In Macroscience, I’ve often leaned in favor of a ruthless form of field pragmatism. But, whatever your point of view, these deeper philosophical differences will need to come into sharper focus as metascience increasingly confronts questions around the kind of science and scientists it wants to champion.
"Physics exists not simply because cabals of power-hungry academics were able to get the grant funding to go their way over decades. It exists because it maintains a phenomenally potent lens through which to analyze problems in the world."
I think viewing fields as "lenses," not subject matter, is a pretty nice insight here. George Whitesides (Harvard Chemistry professor, highest h-index of any living scientist in 2011) has a paper out advocating for "physical organic chemistry" as a way of thinking that's actually not specific to chemistry at all, but as a "a strategy for studying complex problems, where the focus is
on isolating one type of variation (usually a variation in the structure of the components), and on
correlating that variation with some property or function of interest."

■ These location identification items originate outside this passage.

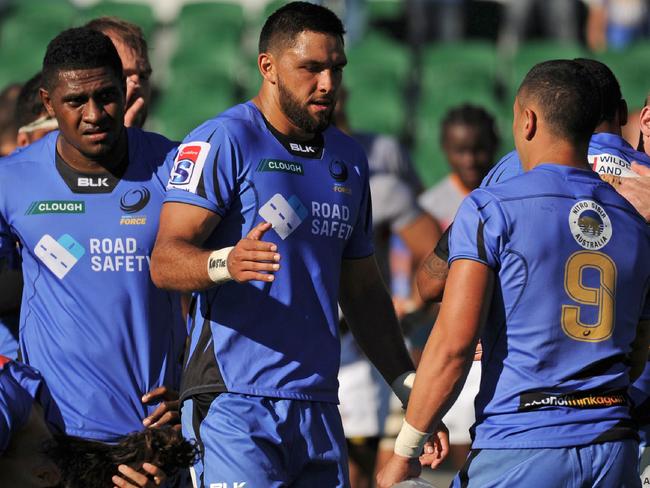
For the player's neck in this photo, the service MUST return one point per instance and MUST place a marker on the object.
(559, 152)
(270, 108)
(80, 162)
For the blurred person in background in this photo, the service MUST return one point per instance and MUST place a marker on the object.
(8, 129)
(31, 116)
(469, 139)
(132, 47)
(364, 395)
(614, 24)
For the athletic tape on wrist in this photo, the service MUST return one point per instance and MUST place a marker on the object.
(402, 386)
(410, 441)
(218, 265)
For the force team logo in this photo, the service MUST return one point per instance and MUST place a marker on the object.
(590, 225)
(59, 255)
(188, 166)
(284, 215)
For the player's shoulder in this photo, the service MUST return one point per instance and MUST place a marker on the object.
(237, 123)
(150, 141)
(509, 166)
(344, 145)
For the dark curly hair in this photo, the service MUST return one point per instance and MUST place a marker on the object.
(79, 48)
(291, 19)
(92, 464)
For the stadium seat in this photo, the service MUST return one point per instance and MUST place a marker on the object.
(140, 14)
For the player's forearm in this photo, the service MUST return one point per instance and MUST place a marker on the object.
(180, 265)
(439, 380)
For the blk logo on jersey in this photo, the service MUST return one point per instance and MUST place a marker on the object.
(60, 255)
(590, 225)
(284, 215)
(608, 164)
(188, 166)
(92, 182)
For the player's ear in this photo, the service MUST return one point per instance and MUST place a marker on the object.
(266, 64)
(644, 121)
(622, 112)
(47, 102)
(530, 124)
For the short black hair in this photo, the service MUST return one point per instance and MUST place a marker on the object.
(130, 34)
(79, 48)
(291, 19)
(567, 96)
(29, 106)
(610, 90)
(474, 116)
(91, 464)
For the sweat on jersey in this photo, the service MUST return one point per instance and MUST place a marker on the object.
(21, 386)
(92, 320)
(276, 339)
(572, 274)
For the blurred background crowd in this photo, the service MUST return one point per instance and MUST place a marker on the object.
(410, 60)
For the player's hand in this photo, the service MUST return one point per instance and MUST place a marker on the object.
(132, 115)
(478, 353)
(252, 259)
(398, 468)
(166, 412)
(131, 478)
(436, 448)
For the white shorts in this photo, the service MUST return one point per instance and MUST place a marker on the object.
(460, 416)
(364, 395)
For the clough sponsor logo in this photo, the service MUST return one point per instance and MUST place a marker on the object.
(282, 166)
(56, 206)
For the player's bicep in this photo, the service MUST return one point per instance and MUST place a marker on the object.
(187, 223)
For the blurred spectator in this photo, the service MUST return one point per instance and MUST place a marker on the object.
(8, 129)
(613, 24)
(469, 139)
(364, 395)
(32, 119)
(132, 48)
(442, 20)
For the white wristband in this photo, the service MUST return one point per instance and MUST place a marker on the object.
(410, 441)
(402, 386)
(218, 265)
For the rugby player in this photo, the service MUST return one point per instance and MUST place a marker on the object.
(557, 360)
(268, 217)
(133, 51)
(84, 203)
(34, 453)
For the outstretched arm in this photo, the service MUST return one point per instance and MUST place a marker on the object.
(180, 262)
(444, 364)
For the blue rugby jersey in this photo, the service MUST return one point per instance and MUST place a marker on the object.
(21, 386)
(570, 256)
(608, 154)
(276, 339)
(91, 319)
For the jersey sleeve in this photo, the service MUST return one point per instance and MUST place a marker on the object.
(479, 232)
(360, 243)
(398, 201)
(205, 170)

https://dash.harvard.edu/bitstream/handle/1/29914188/Phys_Org_Whitesides_Revised_Final_10.13.15.pdf
Another legendary piece in this field is Yuri Lazebnik's "Can a biologist fix a radio?" - https://www.cell.com/cancer-cell/pdf/S1535-6108(02)00133-2.pdf The author's pessimistic conclusion is that the language/worldview of biology, as it presently exists, renders it incapable of understanding an object as complex as a transistor radio - the language and schematics of biology have adapted in such a way that makes them poorly suited to complex quantitative analysis.
I love ontological surgery. One framework which really shaped my thoughts is Jerry Jacob's In Defense of Disciplines (review link: https://medium.com/mbf-data-science/2023-in-books-9450e131475a).
There is certainly a realist view that fields are primarily about power, in a way strongly analogous to realism in international relations. That knowledge is a proxy for prestige, funding, and the stability of an identity over time. That it's the maintenance of the labor cartel by those at its center. To offer another pragmatist metaphor, "field" is more ecological. The subject of research, the raw material, is differently distributed like various regions on Earth have different climates and nutrient loads. Some approaches thrive better in different fields than others. And zooming back, we can see many of the same ecotypes as successful research approaches flourish, and less robust ones wither away.